Recherches philosophiques

Pages 126-127

 

199. Ce que nous appelons “suivre une règle”, est-ce quelque chose qu'un seul homme pourrait faire une seule fois dans sa vie ? — Il s'agit là naturellement d'une remarque sur la grammaire de l'expression “suivre la règle”.

Il n'est pas possible qu'une règle ait été suivie par un seul homme, une fois seulement. Il n'est pas possible qu'une infor­mation ait été transmise, un ordre donné ou compris, une fois seulement, etc. Suivre une règle, transmettre une informa­tion, donner un ordre, faire une partie d'échecs sont des coutumes (des usages, des institutions).

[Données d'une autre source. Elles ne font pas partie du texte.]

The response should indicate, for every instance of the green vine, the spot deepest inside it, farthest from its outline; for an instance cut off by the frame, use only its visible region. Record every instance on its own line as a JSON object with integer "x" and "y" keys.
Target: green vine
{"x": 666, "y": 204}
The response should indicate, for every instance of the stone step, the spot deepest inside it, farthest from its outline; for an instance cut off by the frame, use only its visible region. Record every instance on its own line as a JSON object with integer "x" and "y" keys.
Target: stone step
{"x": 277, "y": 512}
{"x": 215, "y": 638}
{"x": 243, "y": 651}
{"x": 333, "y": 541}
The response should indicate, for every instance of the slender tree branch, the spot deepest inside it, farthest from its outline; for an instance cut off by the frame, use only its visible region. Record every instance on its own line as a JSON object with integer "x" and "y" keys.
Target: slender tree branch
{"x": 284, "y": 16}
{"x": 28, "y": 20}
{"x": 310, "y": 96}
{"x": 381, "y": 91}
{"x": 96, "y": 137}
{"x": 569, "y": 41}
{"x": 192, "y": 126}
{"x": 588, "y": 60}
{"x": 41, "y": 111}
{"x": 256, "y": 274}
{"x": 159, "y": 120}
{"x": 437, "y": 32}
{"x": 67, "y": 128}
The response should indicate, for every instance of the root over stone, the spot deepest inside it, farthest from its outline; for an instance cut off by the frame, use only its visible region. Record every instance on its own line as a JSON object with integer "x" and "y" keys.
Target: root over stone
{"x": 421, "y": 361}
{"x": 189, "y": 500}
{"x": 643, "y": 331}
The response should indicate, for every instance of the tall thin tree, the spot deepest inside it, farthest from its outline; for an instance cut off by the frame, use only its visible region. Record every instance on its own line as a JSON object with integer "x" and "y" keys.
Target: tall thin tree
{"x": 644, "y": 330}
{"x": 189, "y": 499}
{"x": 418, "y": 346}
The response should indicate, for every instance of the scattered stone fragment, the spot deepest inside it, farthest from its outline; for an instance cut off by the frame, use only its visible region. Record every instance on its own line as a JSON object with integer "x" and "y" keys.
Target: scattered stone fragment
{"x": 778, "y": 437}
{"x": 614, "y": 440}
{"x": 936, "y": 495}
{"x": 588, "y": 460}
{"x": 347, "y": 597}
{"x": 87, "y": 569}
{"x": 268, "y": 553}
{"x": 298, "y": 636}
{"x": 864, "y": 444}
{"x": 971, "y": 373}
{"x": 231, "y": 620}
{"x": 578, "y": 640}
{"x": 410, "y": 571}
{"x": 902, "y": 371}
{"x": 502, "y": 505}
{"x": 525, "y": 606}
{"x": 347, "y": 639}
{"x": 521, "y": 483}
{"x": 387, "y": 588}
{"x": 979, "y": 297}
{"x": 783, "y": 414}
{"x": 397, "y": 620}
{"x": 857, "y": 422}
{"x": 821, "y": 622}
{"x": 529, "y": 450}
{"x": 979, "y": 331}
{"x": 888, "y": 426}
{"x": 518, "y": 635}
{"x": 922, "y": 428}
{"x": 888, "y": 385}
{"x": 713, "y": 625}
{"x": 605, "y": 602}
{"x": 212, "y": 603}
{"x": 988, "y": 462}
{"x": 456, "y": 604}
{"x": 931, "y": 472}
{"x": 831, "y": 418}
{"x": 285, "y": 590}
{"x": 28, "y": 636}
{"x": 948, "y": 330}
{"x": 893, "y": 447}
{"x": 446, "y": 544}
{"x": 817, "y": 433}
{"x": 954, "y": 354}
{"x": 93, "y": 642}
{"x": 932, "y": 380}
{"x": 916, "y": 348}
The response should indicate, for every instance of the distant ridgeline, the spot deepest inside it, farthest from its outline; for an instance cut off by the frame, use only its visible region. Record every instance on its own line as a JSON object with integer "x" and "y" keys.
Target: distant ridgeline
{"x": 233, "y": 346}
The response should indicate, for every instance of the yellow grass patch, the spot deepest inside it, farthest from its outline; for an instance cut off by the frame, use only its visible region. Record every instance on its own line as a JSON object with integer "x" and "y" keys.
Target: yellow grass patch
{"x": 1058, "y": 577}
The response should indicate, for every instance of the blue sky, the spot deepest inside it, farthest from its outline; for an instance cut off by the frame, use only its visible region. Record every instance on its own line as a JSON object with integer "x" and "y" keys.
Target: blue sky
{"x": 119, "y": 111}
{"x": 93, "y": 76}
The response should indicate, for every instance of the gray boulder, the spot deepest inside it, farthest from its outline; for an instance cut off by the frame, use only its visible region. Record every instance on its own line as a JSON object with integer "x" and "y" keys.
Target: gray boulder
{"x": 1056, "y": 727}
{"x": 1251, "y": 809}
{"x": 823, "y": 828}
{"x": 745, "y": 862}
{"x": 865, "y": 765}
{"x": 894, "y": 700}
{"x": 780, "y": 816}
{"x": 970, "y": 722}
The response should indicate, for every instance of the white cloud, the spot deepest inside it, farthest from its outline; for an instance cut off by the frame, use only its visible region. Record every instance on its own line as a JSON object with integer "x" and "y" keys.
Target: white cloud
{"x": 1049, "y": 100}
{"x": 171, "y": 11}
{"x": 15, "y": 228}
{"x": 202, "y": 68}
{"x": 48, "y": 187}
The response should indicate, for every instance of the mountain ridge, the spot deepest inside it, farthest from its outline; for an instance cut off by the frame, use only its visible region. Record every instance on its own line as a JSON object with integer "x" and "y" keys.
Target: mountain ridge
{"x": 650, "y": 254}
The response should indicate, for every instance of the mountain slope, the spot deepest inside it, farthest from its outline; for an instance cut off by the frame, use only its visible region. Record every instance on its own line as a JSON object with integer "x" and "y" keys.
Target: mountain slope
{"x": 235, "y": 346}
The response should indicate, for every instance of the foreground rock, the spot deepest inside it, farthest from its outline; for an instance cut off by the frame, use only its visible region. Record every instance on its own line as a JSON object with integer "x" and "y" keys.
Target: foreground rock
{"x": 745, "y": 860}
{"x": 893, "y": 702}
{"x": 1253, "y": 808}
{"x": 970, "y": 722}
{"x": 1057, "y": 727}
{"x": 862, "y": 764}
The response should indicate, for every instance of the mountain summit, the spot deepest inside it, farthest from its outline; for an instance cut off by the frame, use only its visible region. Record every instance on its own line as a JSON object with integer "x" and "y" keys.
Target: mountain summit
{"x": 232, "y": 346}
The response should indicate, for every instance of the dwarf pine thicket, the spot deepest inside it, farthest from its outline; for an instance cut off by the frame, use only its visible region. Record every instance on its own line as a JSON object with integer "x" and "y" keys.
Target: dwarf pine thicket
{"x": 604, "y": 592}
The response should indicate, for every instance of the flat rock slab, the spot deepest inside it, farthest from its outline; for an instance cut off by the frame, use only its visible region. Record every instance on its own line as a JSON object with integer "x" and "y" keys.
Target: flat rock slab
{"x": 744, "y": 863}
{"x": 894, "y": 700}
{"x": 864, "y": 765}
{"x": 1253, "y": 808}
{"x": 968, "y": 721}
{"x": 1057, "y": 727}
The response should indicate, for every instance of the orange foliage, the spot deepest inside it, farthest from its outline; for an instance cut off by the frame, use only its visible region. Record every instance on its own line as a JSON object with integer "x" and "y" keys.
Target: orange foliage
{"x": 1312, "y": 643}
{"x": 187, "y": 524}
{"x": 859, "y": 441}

Comprendre une phrase veut dire comprendre un langage. Comprendre un langage veut dire maîtriser une technique.

 

200. On peut certes imaginer que deux membres d'une tribu où l'on ne pratique aucun jeu s'installent autour d'un échiquier, qu'ils exécutent les coups d'une partie d'échecs, et qu'ils le fassent même avec tous les phénomènes psychiques d'accompagnement. Et si nous les voyions, nous dirions qu'ils jouent aux échecs. Mais imagine maintenant qu'une partie d'échecs soit traduite, d'après certaines règles, en une suite d'actions que nous n'avons pas l'habitude d'associer à un jeu — des cris et des trépignements par exemple. Et imagine qu'au lieu de pratiquer les échecs sous la forme qui nous est habituelle, nos deux hommes se mettent à crier et à trépigner. Ils le feraient de telle manière que ces processus seraient tra­duisibles en une partie d'échecs au moyen de règles appropriées. Serions-nous alors enclins à dire qu'ils jouent à un jeu ? Et de quel droit pourrait-on le dire ?

 

201. Notre paradoxe était celui-ci : Une règle ne pourrait déterminer aucune manière d'agir, étant donné que toute manière d'agir peut être mise en accord avec la règle. La ré­ponse était : Si tout peut être mis en accord avec la règle, alors tout peut aussi la contredire. Et de ce fait, il n'y aurait donc ni accord, ni contradiction.

Qu'il y ait là une méprise est montré par le simple fait que dans cette argumentation, nous alignons interprétations sur interprétations ; comme si chacune nous apaisait, du moins un moment, jusqu'à ce que nous en envisagions une autre qui se trouve derrière la précédente. Ainsi montrons-nous qu'il y a une appréhension de la règle qui n'est pas une interprétation, mais qui se manifeste dans ce que nous appelons “suivre la règle” et “l'enfreindre” selon les cas de son application.

C'est donc qu'il y a un penchant à dire : Toute action qui procède selon la règle est une interprétation. Mais nous ne devrions appeler “interprétation” que la substitution d'une expression de la règle à une autre.

 

202. C'est donc que “suivre la règle” est une pratique. Croire que l'on suit la règle n'est pas la suivre. C'est donc aussi qu'on ne peut pas suivre la règle privatim ; sinon croire que l'on suit la règle serait la même chose que la suivre.